Randomness of bits with LCGs

In addition to the rather serious problem of pairs or triples (etc) of numbers "falling in the planes", random numbers produced by LCGs such as java.lang.Random have another serious drawback: in the numbers produced, randomness depends on bit position. That is, in the numbers produced by (say) Random.nextInt(), the lower bits will be less random than the upper bits.

As a graphic example of the problem, let's suppose we create a 256x256 pixel square, with each pixel coloured either black or white. We'll decide on the colour of the pixel depending on the bottom bit of successive values returned by Random.nextInt(). So the program would look something as follows:

Random r = new Random();
BufferedImage bimg = new BufferedImage(256, 256,
    BufferedImage.TYPE_BYTE_BINARY);
int w = bimg.getWidth();
for (int y = 0; y < bimg.getHeight(); y++) {
  for (int x = 0; x < w; x++) {
    int bit = r.nextInt() & 1;
    bimg.setRGB(x, y, (bit == 0) ? 0 : 0xffffff);
  }
}

So when we run this, we might reasonably expect to see our square filled with "snow" with no discernible pattern. Well, Figure 1 shows what we actually get. We can clearly see long "stripes", "checkerboards" and other patterns with much greater frequency and regularity than we would expect by chance1. This happens because we are using the part of the integer which has the lowest degree of randomness. It also has the lowest period.

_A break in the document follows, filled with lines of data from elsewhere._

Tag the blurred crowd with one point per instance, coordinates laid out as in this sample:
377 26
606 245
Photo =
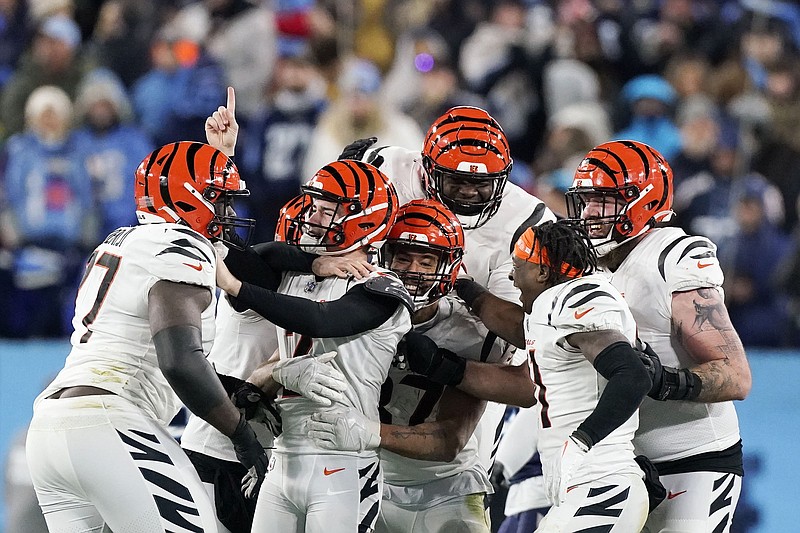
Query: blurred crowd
89 87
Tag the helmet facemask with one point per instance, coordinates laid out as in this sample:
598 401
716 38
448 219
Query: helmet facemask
225 223
425 288
489 191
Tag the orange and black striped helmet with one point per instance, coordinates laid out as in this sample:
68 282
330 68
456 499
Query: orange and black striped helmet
427 227
363 205
190 183
288 227
634 184
466 147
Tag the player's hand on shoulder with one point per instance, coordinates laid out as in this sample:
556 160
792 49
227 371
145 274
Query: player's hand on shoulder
252 455
222 130
342 266
225 279
312 376
357 149
344 429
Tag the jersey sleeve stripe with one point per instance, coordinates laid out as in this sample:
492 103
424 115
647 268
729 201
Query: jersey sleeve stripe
589 297
199 242
577 290
697 244
663 257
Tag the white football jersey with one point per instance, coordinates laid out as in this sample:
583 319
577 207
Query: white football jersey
487 250
409 399
569 387
665 261
364 359
243 342
112 347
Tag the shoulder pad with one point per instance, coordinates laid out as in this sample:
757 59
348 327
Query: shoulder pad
388 284
186 243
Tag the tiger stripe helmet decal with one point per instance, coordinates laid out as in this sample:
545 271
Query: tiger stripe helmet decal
190 183
426 226
467 144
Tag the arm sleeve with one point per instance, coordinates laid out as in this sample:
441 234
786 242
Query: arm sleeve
263 264
355 312
628 383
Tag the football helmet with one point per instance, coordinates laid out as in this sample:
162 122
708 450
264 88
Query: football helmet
632 184
194 184
467 146
288 227
426 226
362 205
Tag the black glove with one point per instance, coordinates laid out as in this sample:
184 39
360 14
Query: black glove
251 454
357 149
437 364
252 401
668 383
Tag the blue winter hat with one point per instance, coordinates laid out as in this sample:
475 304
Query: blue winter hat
649 86
62 28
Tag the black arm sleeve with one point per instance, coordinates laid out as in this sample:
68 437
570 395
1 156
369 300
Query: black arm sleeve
355 312
181 359
264 263
628 384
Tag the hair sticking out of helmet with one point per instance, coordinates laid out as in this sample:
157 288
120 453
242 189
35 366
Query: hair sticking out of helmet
621 190
347 205
429 232
194 184
289 224
467 162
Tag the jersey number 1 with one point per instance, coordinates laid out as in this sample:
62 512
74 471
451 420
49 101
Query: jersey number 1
111 263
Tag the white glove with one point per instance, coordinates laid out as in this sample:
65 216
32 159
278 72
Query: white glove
573 453
312 376
344 430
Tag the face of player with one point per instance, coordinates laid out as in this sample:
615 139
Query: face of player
416 267
529 279
601 210
465 190
320 216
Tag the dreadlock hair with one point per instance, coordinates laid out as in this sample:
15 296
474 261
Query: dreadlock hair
568 243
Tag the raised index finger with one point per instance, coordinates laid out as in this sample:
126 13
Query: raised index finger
231 100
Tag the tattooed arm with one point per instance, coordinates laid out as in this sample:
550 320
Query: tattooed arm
701 324
439 440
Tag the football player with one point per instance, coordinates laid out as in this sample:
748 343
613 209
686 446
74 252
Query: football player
100 456
465 163
579 335
434 480
673 283
347 209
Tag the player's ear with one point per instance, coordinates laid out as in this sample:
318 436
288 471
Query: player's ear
545 274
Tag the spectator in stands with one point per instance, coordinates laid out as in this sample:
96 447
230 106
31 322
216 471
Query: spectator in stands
53 59
181 89
275 143
14 35
358 112
110 147
240 36
47 221
649 99
751 258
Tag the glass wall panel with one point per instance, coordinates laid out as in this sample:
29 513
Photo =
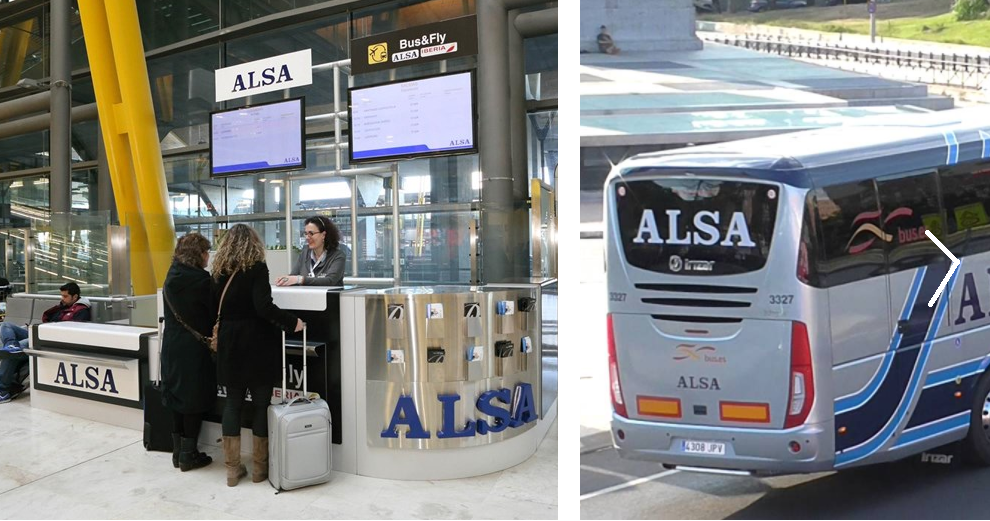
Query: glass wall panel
164 22
542 131
191 191
24 152
240 11
183 93
328 41
541 67
71 247
24 41
435 247
85 189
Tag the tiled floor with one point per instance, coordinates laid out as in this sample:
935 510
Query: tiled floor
56 466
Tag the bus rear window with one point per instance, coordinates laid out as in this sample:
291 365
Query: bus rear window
696 226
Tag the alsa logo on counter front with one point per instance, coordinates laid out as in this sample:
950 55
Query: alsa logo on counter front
89 379
706 226
520 411
266 76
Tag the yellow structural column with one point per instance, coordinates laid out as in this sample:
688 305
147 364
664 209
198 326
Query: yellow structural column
127 119
16 40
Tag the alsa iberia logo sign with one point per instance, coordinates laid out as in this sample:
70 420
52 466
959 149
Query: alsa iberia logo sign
377 53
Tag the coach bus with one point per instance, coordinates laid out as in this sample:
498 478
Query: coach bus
769 298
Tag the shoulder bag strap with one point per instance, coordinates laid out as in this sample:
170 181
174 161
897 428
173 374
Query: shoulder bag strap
181 322
224 294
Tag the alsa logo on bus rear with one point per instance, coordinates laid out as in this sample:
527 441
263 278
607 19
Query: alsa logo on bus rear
706 231
703 383
701 354
904 235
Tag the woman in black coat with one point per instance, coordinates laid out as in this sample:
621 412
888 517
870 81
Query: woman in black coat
189 383
250 344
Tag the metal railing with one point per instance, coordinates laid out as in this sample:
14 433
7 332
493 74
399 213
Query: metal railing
956 70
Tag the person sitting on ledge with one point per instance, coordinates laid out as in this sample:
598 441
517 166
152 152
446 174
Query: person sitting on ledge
605 43
72 307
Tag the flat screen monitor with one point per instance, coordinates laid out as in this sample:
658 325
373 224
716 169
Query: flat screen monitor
258 138
429 116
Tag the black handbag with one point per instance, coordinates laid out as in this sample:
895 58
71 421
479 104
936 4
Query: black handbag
157 418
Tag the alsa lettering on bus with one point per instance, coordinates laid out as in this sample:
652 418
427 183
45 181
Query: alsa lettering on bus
522 410
706 224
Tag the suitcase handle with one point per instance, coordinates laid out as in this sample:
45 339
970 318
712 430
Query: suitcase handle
305 356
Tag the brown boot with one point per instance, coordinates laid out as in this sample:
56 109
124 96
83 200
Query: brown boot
260 471
232 458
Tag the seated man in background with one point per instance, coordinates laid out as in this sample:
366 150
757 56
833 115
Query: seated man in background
605 43
72 307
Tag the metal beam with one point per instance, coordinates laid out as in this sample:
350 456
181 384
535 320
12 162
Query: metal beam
22 126
60 150
537 23
23 106
493 133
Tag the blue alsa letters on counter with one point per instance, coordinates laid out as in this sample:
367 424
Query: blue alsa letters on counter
519 413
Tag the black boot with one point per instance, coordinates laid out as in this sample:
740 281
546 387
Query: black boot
176 447
190 458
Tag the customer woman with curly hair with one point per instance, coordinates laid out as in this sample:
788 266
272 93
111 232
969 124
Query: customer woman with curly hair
249 344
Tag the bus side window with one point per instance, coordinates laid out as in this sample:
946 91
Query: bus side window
965 193
909 206
850 231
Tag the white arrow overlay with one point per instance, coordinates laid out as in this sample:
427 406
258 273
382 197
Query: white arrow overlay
952 269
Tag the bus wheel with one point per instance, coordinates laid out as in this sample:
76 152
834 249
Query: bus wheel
978 440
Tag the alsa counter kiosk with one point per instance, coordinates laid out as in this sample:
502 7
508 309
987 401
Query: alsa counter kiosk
448 379
90 370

We can improve on Figure 1 by taking higher bits. Figure 2 shows what happens if we replace the line in bold with the following:

int b = (r.nextInt() >>> 2) & 1;

The result is better, but there are still some clear "spikes" where runs of the same value occur again with much higher frequency than we'd expect.

Now of course, the degisners of java.lang.Random knew perfectly well about these limitations. Even Figure 1 is actually better than it could have been. When we call nextInt(), this method actually discards the very lower 16 bits of every number it generates: the 32-bit integer that it returns us is actually the top 32 bits of a 48-bit number generated internally. And if we want to generate a series of random bits, then we whould ideally pull them from the part of that 48-bit number that is known to be most random: namely, the topmost bit. And that's precisely what Random.nextBoolean() does. Figure 3 shows the resulting plot if we use Random.nextBoolean().

Figure 1: 256x256 of the low bit of successive calls to Random.nextInt().

Figure 2: 256x256 of the third-lowest bit of successive calls to Random.nextInt().

Figure 3: 256x256 of successive bits returned by Random.nextBoolean().

To get round this problem as best we can, we need to at least do the following:

In any application, the behaviour of java.lang.Random (and LCGs in general) described here is liable to introduce subtle patterns into your "random" data. Clearly, this makes the class unsuitable for "serious" uses of random numbers such as Monte Carlo experiments, gambling applications, cryptography etc. But even for fairly "casual" applications such as generating test data for an application, the disparity in randomness across the bits of generated numbers can cause problems, such as the final point in the list above. So the bottom line is:

If you can't easily predict the impact that this behaviour is going to have on your application, use another generator that produces bits with equal randomness.

1. It's important to consider, of course, that what seem to us as unlikely will occasionally happen "by pure chance". For example, consider a block of 8 pixels. With each pixel having a perfect 0.5 probability of being set, than there is still a 1 in 256 chance that these 8 pixels will form some given pattern, such as a checkerboard. (And the chance of there being "a checkerboard somewhere" is of course greater if we allow, say, either 0101 or 1010 to count.) Similarly, taking 256x256=65536 pixels, by pure chance we would expect on average to find one run of 16 pixels set to the same value. Although our technique for spotting the patterns is informal here, it is clear in Figure 1 that these patterns occur with far greater frequency and regularity than expected by chance.